Compressing five days of work into four can create stress, but the benefits outweigh the downsides, sprawling study shows

Biggest trial shows four-day work week cuts stress — and workers say it boosts performance

Workers reported better mental health after they switched to a four-day work week without a reduction in pay. Credit: Getty

Moving to a four-day work week without losing pay leaves employees happier, healthier and higher-performing, according to the largest study of such an intervention so far, encompassing six countries1. The research showed that a six-month trial of working four days a week reduced burnout, increased job satisfaction and improved mental and physical health.

The study’s authors had wondered whether a condensed working week would add to employees’ stress. “When workers want to deliver the same productivity, they might work very rapidly to get the job done, and their well-being might actually worsen,” says lead author Wen Fan, a sociologist at Boston College in Massachusetts. “But that’s not what we found.” Instead, staff members’ stress levels fell.

The study was published today in Nature Human Behaviour.

Pandemic upheaval

Levels of employee stress and burnout soared during the COVID-19 pandemic, leading many workers to quit their jobs, the authors note. The result was large numbers of unfilled positions in some labour markets.

To see whether shorter weeks might be the antidote for poor morale, researchers launched a study of 2,896 individuals at 141 companies in Australia, New Zealand, the United States, Canada, Ireland and the United Kingdom.

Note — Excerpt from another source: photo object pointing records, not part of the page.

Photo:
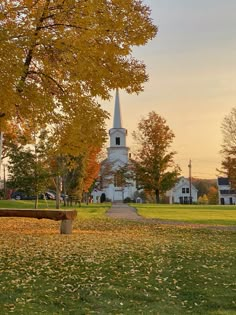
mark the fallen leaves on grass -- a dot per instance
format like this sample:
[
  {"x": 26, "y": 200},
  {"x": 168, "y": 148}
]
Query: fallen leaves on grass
[{"x": 115, "y": 267}]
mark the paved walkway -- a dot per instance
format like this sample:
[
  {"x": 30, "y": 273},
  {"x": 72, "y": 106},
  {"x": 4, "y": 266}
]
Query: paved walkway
[{"x": 123, "y": 211}]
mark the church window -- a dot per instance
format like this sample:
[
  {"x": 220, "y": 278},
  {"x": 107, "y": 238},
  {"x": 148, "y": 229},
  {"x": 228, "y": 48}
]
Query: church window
[
  {"x": 117, "y": 140},
  {"x": 119, "y": 179}
]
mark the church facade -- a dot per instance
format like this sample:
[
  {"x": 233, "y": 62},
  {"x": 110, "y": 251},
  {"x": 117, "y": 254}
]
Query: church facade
[{"x": 112, "y": 183}]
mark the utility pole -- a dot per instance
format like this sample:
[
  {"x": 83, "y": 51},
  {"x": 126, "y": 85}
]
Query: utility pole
[{"x": 190, "y": 181}]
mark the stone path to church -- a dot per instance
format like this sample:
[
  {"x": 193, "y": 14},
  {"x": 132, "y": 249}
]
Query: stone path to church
[{"x": 123, "y": 211}]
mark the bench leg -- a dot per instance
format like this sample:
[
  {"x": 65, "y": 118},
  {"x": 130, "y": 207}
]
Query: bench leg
[{"x": 66, "y": 227}]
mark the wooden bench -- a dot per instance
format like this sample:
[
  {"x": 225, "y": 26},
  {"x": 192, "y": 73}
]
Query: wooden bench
[{"x": 65, "y": 216}]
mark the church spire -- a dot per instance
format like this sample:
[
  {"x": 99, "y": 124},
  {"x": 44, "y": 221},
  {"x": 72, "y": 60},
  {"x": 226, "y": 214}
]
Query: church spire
[{"x": 117, "y": 122}]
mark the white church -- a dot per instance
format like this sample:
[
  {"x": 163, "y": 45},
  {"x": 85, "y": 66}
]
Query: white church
[{"x": 112, "y": 185}]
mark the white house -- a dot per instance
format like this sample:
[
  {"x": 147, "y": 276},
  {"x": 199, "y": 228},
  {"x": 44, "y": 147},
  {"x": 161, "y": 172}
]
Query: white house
[
  {"x": 227, "y": 196},
  {"x": 117, "y": 158},
  {"x": 183, "y": 192}
]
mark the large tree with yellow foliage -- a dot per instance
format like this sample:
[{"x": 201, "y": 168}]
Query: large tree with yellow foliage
[{"x": 58, "y": 54}]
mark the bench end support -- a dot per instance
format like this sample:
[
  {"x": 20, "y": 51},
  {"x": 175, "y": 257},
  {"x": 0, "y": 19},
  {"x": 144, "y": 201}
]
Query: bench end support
[{"x": 66, "y": 227}]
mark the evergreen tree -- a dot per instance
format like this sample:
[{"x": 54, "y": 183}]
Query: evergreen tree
[{"x": 154, "y": 161}]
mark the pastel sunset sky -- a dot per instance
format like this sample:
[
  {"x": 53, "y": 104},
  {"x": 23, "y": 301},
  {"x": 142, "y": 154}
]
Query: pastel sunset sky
[{"x": 192, "y": 69}]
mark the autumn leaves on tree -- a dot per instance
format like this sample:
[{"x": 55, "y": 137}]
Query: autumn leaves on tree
[
  {"x": 229, "y": 147},
  {"x": 154, "y": 161},
  {"x": 57, "y": 58}
]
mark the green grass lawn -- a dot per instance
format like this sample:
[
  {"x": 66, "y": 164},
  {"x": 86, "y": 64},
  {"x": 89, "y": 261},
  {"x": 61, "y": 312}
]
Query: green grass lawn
[
  {"x": 94, "y": 210},
  {"x": 205, "y": 214},
  {"x": 115, "y": 267}
]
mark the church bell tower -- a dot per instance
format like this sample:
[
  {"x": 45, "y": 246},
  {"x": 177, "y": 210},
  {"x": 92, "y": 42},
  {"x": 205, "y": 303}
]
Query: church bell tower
[{"x": 118, "y": 151}]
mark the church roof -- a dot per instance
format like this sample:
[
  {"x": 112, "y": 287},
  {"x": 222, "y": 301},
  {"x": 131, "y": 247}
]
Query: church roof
[{"x": 117, "y": 122}]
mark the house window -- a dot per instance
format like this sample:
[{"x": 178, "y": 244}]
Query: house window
[{"x": 117, "y": 140}]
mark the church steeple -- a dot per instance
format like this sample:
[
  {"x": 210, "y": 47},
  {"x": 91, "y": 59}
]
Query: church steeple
[
  {"x": 118, "y": 149},
  {"x": 117, "y": 121}
]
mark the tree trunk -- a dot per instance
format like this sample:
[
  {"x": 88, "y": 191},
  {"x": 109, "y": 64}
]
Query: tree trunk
[
  {"x": 36, "y": 203},
  {"x": 58, "y": 192},
  {"x": 157, "y": 194}
]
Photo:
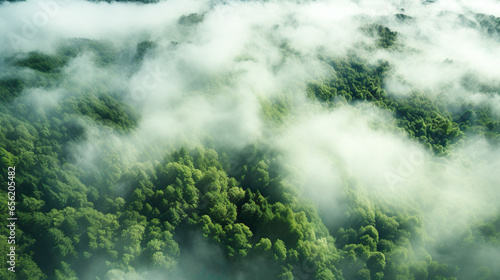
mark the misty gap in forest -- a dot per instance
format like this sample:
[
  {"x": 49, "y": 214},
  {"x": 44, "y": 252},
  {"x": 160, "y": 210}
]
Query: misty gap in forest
[{"x": 328, "y": 139}]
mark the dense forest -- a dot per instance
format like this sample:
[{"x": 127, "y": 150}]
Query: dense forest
[{"x": 185, "y": 152}]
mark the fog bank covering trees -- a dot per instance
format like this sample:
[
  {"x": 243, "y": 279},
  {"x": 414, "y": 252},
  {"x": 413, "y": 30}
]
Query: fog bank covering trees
[{"x": 251, "y": 139}]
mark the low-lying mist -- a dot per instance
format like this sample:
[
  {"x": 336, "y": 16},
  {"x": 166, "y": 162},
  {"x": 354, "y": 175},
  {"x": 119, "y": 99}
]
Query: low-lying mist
[{"x": 228, "y": 75}]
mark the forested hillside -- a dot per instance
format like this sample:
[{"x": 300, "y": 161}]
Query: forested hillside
[{"x": 250, "y": 140}]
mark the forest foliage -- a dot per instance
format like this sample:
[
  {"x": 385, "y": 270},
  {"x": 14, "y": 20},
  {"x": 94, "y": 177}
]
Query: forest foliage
[{"x": 74, "y": 224}]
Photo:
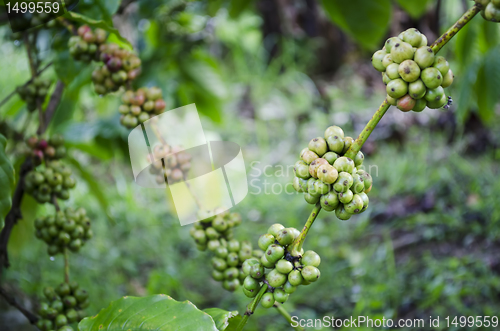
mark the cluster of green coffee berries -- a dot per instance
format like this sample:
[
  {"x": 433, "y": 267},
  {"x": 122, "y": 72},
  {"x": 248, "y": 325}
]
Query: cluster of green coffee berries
[
  {"x": 177, "y": 163},
  {"x": 216, "y": 234},
  {"x": 326, "y": 176},
  {"x": 490, "y": 9},
  {"x": 140, "y": 106},
  {"x": 33, "y": 92},
  {"x": 414, "y": 76},
  {"x": 120, "y": 66},
  {"x": 64, "y": 306},
  {"x": 69, "y": 229},
  {"x": 85, "y": 46},
  {"x": 54, "y": 180},
  {"x": 41, "y": 149},
  {"x": 278, "y": 269}
]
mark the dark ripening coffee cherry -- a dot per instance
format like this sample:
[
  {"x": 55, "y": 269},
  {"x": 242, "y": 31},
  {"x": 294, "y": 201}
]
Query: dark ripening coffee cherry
[
  {"x": 267, "y": 300},
  {"x": 318, "y": 145},
  {"x": 334, "y": 131},
  {"x": 406, "y": 103}
]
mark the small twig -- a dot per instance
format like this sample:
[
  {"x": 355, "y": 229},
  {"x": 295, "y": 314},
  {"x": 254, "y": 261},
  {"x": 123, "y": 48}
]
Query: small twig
[
  {"x": 287, "y": 316},
  {"x": 12, "y": 301}
]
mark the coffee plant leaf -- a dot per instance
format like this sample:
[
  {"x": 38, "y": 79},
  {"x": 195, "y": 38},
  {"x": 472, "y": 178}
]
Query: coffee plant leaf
[{"x": 157, "y": 312}]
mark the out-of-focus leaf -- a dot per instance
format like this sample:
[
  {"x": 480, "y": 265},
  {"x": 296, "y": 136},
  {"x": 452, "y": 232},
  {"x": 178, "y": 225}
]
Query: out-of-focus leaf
[
  {"x": 96, "y": 24},
  {"x": 6, "y": 181},
  {"x": 221, "y": 317},
  {"x": 156, "y": 312},
  {"x": 94, "y": 187},
  {"x": 364, "y": 20},
  {"x": 414, "y": 8}
]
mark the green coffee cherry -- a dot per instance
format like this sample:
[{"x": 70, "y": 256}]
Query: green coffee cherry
[
  {"x": 334, "y": 131},
  {"x": 409, "y": 71},
  {"x": 431, "y": 77},
  {"x": 401, "y": 52},
  {"x": 344, "y": 182},
  {"x": 267, "y": 300},
  {"x": 275, "y": 278},
  {"x": 397, "y": 88},
  {"x": 335, "y": 143},
  {"x": 318, "y": 145},
  {"x": 377, "y": 59},
  {"x": 280, "y": 295},
  {"x": 341, "y": 213},
  {"x": 417, "y": 89},
  {"x": 310, "y": 273},
  {"x": 283, "y": 266}
]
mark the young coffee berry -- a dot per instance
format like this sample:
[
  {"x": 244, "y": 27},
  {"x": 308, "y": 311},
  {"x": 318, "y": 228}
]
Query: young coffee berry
[
  {"x": 318, "y": 145},
  {"x": 397, "y": 88},
  {"x": 310, "y": 273},
  {"x": 327, "y": 174},
  {"x": 256, "y": 271},
  {"x": 284, "y": 267},
  {"x": 346, "y": 197},
  {"x": 344, "y": 164},
  {"x": 409, "y": 71},
  {"x": 273, "y": 230},
  {"x": 284, "y": 237},
  {"x": 275, "y": 278},
  {"x": 267, "y": 300},
  {"x": 274, "y": 253},
  {"x": 341, "y": 213},
  {"x": 442, "y": 65},
  {"x": 431, "y": 77},
  {"x": 401, "y": 52},
  {"x": 420, "y": 105},
  {"x": 335, "y": 143},
  {"x": 329, "y": 201},
  {"x": 406, "y": 103},
  {"x": 377, "y": 58},
  {"x": 280, "y": 295},
  {"x": 391, "y": 42},
  {"x": 330, "y": 157},
  {"x": 334, "y": 131},
  {"x": 295, "y": 278},
  {"x": 344, "y": 182}
]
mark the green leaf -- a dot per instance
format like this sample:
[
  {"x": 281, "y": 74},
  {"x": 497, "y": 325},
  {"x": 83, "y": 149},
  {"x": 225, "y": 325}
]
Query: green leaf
[
  {"x": 364, "y": 20},
  {"x": 414, "y": 8},
  {"x": 221, "y": 317},
  {"x": 94, "y": 187},
  {"x": 156, "y": 312},
  {"x": 6, "y": 181},
  {"x": 96, "y": 24}
]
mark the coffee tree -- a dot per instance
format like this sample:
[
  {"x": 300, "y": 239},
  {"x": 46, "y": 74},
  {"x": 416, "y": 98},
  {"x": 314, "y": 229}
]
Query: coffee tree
[{"x": 329, "y": 173}]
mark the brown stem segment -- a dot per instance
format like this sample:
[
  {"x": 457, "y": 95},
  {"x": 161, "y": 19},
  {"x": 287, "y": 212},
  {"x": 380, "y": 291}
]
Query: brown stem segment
[
  {"x": 287, "y": 316},
  {"x": 363, "y": 136},
  {"x": 299, "y": 241},
  {"x": 451, "y": 32}
]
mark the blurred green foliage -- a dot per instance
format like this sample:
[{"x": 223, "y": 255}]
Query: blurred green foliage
[{"x": 428, "y": 243}]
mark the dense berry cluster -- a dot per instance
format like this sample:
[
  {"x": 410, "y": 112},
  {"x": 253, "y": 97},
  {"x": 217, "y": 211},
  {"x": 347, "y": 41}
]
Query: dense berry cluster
[
  {"x": 277, "y": 268},
  {"x": 216, "y": 234},
  {"x": 325, "y": 175},
  {"x": 64, "y": 306},
  {"x": 41, "y": 149},
  {"x": 34, "y": 92},
  {"x": 54, "y": 180},
  {"x": 120, "y": 66},
  {"x": 414, "y": 76},
  {"x": 176, "y": 161},
  {"x": 68, "y": 229},
  {"x": 490, "y": 9},
  {"x": 85, "y": 46},
  {"x": 140, "y": 106}
]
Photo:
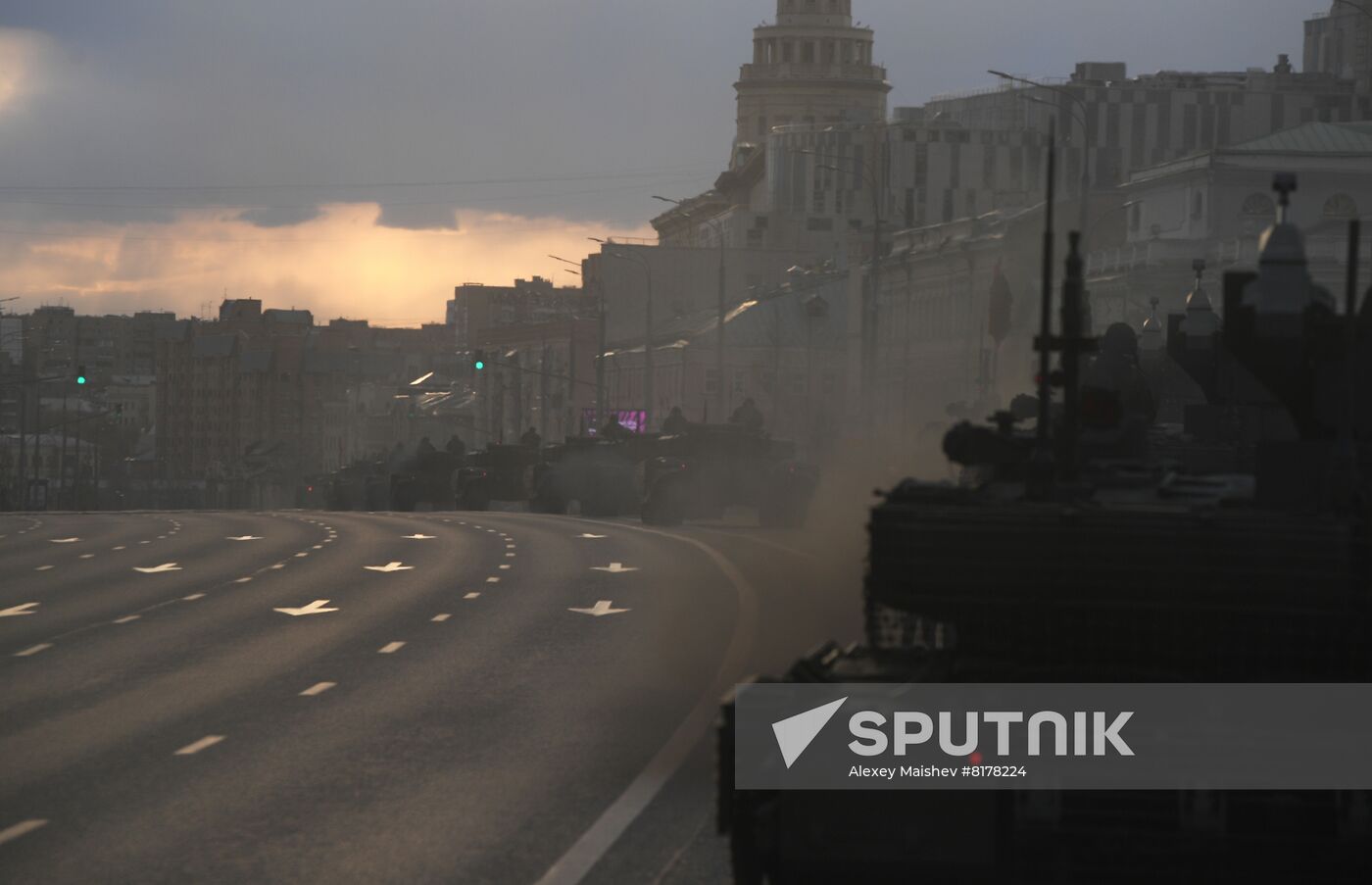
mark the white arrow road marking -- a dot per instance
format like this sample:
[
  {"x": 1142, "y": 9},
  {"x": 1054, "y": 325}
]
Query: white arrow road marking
[
  {"x": 189, "y": 750},
  {"x": 613, "y": 568},
  {"x": 388, "y": 566},
  {"x": 313, "y": 608},
  {"x": 600, "y": 610},
  {"x": 20, "y": 829}
]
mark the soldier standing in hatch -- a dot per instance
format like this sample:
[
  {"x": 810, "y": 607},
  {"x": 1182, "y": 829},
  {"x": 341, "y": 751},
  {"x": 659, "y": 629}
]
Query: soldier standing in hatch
[
  {"x": 748, "y": 415},
  {"x": 675, "y": 421}
]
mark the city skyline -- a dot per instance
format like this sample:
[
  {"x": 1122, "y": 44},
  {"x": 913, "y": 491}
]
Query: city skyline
[{"x": 102, "y": 100}]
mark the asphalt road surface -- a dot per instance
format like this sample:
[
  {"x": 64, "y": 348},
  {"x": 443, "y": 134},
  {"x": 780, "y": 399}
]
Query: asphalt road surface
[{"x": 353, "y": 697}]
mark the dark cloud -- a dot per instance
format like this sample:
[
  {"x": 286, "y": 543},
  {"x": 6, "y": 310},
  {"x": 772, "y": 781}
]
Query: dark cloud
[
  {"x": 417, "y": 217},
  {"x": 278, "y": 216},
  {"x": 312, "y": 95}
]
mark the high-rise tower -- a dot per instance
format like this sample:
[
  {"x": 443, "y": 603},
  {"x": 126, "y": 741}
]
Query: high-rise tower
[{"x": 812, "y": 66}]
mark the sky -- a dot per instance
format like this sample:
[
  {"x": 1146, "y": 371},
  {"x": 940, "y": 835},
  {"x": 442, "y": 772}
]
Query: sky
[{"x": 361, "y": 158}]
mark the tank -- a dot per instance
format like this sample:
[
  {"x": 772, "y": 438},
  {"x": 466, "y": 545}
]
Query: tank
[
  {"x": 596, "y": 473},
  {"x": 424, "y": 479},
  {"x": 497, "y": 472},
  {"x": 707, "y": 468},
  {"x": 1060, "y": 559}
]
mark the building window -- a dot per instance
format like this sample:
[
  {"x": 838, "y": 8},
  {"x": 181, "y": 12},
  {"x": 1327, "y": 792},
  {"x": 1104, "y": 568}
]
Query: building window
[
  {"x": 1258, "y": 206},
  {"x": 1341, "y": 206}
]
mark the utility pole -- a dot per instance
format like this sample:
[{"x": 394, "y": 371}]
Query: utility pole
[
  {"x": 648, "y": 329},
  {"x": 871, "y": 291},
  {"x": 1086, "y": 139},
  {"x": 722, "y": 309}
]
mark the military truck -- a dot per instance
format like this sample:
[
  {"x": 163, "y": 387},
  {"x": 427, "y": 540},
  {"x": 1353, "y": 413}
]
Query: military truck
[
  {"x": 1050, "y": 565},
  {"x": 599, "y": 475},
  {"x": 361, "y": 486},
  {"x": 424, "y": 479},
  {"x": 707, "y": 468},
  {"x": 497, "y": 472}
]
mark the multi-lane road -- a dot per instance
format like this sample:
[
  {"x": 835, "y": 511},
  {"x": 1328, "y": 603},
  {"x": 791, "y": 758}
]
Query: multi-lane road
[{"x": 427, "y": 697}]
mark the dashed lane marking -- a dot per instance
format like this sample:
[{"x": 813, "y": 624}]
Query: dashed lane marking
[
  {"x": 189, "y": 750},
  {"x": 24, "y": 827}
]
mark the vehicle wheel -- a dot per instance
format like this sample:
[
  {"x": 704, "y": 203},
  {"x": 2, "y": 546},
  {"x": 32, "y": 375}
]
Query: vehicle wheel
[
  {"x": 548, "y": 505},
  {"x": 664, "y": 505},
  {"x": 473, "y": 498}
]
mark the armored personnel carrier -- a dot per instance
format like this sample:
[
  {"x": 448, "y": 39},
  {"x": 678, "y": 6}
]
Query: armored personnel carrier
[
  {"x": 1063, "y": 560},
  {"x": 600, "y": 475},
  {"x": 363, "y": 486},
  {"x": 710, "y": 467},
  {"x": 494, "y": 473},
  {"x": 424, "y": 479}
]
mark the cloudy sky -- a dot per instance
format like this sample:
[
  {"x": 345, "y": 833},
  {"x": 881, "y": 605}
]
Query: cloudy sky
[{"x": 363, "y": 157}]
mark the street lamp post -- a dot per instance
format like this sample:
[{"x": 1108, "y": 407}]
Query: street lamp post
[
  {"x": 722, "y": 402},
  {"x": 1086, "y": 139},
  {"x": 648, "y": 329},
  {"x": 600, "y": 343},
  {"x": 873, "y": 290}
]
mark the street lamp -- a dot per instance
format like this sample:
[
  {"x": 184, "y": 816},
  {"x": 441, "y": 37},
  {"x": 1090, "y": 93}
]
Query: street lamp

Before making the shift to reduced hours, each company that opted into the overhaul was given roughly eight weeks to restructure its workflow to maintain productivity at 80% of previous workforce hours, purging time-wasting activities such as unnecessary meetings. Two weeks before the trial started, each employee answered a series of questions to evaluate their well-being, including, “Does your work frustrate you?” and “How would you rate your mental health?” After six months on the new schedule, they revisited the same questions.

Overall, workers felt more satisfied with their job performance and reported better mental health after six months of a shortened work week than before it.